Meda v. City of Howell

312 N.W.2d 202, 110 Mich. App. 179
CourtMichigan Court of Appeals
DecidedOctober 6, 1981
DocketDocket 52675
StatusPublished
Cited by14 cases

This text of 312 N.W.2d 202 (Meda v. City of Howell) is published on Counsel Stack Legal Research, covering Michigan Court of Appeals primary law. Counsel Stack provides free access to over 12 million legal documents including statutes, case law, regulations, and constitutions.

Bluebook
Meda v. City of Howell, 312 N.W.2d 202, 110 Mich. App. 179 (Mich. Ct. App. 1981).

Opinion

M. J. Kelly, J.

This action arose out of the alleged false arrest of George Meda on November 12, 1976. A warrant had been mistakenly issued for his arrest for failure to appear for a court date on a traffic matter in the 53rd District Court. The traffic court case had in fact been tried and Meda found not guilty sometime in the summer of 1975. On October 30, 1978, plaintiffs commenced an action in the Court of Claims against the State Court Administrative Office, Lloyd Erdman, in his capacity as court administrator for the 53rd District Court, and John Doe, unknown clerk for the 53rd District Court. Carol Ludos, "court recorder”, was later substituted for the unknown clerk. The reader may ponder why the local district court clerk administrator was not made a party instead of the court reporter, but no explanation satisfactory to this Court is made by either side. The City of Howell was also a named party defendant, but no appeal has been taken from its dismissal.

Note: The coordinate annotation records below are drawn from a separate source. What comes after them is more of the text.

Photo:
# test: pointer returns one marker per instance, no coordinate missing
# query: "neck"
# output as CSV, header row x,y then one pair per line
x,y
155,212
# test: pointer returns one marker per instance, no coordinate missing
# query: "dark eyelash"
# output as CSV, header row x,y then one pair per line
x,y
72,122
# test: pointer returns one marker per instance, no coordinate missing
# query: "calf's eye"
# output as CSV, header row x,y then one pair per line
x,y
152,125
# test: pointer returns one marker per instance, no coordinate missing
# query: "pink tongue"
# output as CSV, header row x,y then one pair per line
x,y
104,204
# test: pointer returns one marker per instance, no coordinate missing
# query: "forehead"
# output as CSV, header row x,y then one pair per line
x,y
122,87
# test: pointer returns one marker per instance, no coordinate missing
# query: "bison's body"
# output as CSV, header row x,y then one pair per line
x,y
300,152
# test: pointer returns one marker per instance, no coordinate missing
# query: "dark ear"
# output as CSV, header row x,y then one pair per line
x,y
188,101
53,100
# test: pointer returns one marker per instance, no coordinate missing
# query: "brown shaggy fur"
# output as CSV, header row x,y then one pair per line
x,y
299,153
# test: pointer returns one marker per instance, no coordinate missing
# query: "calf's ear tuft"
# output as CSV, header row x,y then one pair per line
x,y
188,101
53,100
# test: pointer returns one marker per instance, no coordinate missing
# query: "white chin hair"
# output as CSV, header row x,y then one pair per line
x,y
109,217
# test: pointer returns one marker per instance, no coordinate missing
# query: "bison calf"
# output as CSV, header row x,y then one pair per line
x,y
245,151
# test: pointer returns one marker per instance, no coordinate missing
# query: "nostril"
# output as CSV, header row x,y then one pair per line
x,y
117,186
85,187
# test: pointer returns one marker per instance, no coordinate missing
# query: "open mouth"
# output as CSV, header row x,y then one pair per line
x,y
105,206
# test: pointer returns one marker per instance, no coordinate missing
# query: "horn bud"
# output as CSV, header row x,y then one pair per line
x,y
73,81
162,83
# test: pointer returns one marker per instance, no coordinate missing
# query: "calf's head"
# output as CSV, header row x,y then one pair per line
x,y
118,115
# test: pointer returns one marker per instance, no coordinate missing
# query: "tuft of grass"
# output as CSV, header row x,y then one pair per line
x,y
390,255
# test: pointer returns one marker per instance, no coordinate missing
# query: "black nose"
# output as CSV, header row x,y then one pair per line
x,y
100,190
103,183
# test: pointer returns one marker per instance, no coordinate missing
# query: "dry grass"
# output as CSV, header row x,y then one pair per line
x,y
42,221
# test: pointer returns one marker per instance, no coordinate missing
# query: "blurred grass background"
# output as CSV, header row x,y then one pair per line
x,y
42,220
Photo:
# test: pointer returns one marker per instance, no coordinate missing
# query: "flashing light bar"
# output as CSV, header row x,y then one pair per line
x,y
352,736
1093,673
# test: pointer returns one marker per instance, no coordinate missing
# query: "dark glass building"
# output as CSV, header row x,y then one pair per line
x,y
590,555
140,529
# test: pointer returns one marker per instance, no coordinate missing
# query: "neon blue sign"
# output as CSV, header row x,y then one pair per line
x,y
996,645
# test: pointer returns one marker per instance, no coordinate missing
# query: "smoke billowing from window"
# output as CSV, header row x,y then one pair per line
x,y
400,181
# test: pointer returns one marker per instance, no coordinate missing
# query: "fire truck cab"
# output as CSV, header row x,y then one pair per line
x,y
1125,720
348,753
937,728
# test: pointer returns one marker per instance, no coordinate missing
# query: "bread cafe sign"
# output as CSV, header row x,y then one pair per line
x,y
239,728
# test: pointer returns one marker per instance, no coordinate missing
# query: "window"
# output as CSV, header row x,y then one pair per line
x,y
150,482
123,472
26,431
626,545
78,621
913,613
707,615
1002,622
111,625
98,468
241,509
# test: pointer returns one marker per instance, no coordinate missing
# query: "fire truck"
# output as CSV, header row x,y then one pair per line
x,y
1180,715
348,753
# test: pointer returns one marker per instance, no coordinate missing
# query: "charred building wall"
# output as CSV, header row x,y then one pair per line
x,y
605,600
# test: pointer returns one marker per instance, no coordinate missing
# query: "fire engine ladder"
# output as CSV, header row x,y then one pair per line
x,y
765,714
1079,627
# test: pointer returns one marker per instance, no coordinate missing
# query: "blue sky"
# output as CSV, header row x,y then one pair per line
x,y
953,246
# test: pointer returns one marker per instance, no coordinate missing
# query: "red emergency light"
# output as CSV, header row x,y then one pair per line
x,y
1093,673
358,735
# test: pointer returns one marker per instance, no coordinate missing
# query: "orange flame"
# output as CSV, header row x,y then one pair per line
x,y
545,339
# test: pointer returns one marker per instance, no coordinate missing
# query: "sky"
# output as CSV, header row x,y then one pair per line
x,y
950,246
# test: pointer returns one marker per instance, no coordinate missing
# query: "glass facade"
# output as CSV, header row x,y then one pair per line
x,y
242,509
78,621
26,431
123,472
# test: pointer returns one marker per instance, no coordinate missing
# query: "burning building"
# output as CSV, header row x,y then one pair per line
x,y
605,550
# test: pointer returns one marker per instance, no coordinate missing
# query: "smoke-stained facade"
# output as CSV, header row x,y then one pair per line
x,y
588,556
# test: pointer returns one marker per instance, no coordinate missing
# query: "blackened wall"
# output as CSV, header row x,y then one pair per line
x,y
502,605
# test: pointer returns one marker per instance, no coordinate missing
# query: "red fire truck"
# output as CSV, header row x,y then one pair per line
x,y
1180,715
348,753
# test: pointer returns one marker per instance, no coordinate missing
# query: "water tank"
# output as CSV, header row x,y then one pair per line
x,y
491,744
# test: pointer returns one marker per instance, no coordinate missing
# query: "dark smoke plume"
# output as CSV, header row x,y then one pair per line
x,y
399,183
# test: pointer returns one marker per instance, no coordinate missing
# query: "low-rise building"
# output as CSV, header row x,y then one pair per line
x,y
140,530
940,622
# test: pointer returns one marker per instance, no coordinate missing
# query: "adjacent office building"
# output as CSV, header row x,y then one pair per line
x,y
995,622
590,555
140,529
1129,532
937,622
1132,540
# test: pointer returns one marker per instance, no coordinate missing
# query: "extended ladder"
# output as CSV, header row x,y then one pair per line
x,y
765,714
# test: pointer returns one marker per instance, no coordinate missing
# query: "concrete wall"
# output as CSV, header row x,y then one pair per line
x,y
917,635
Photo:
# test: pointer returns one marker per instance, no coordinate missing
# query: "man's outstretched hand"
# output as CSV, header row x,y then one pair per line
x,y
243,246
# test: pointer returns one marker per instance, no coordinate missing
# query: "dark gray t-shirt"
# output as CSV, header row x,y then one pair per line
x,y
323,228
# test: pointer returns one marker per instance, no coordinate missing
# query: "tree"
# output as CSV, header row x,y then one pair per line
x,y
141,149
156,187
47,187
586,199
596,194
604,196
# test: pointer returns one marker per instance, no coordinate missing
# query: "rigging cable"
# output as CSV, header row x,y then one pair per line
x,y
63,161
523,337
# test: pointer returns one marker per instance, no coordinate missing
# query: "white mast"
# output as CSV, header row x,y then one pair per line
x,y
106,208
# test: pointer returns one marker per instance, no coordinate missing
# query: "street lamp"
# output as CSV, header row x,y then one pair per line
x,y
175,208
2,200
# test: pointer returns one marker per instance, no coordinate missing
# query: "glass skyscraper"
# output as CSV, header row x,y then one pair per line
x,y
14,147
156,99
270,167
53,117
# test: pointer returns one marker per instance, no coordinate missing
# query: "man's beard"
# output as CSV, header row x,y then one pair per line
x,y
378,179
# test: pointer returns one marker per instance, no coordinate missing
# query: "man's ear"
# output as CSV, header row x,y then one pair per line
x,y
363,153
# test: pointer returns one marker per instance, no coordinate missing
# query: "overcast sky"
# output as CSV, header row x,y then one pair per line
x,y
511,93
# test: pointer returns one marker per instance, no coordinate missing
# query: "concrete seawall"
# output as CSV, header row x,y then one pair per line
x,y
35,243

Plaintiffs alleged that defendants failed to recall a warrant for the arrest of George Meda, resulting in his false arrest on November 12, 1976. On November 22, 1978, defendants moved for sum *182 mary judgment, GCR 1963, 117.2(1), claiming that governmental immunity barred plaintiffs’ action. In response to defendants’ motion, plaintiffs argued that their action was against Erdman and Ludos as individuals. On April 18, 1979, the court granted defendants’ motion.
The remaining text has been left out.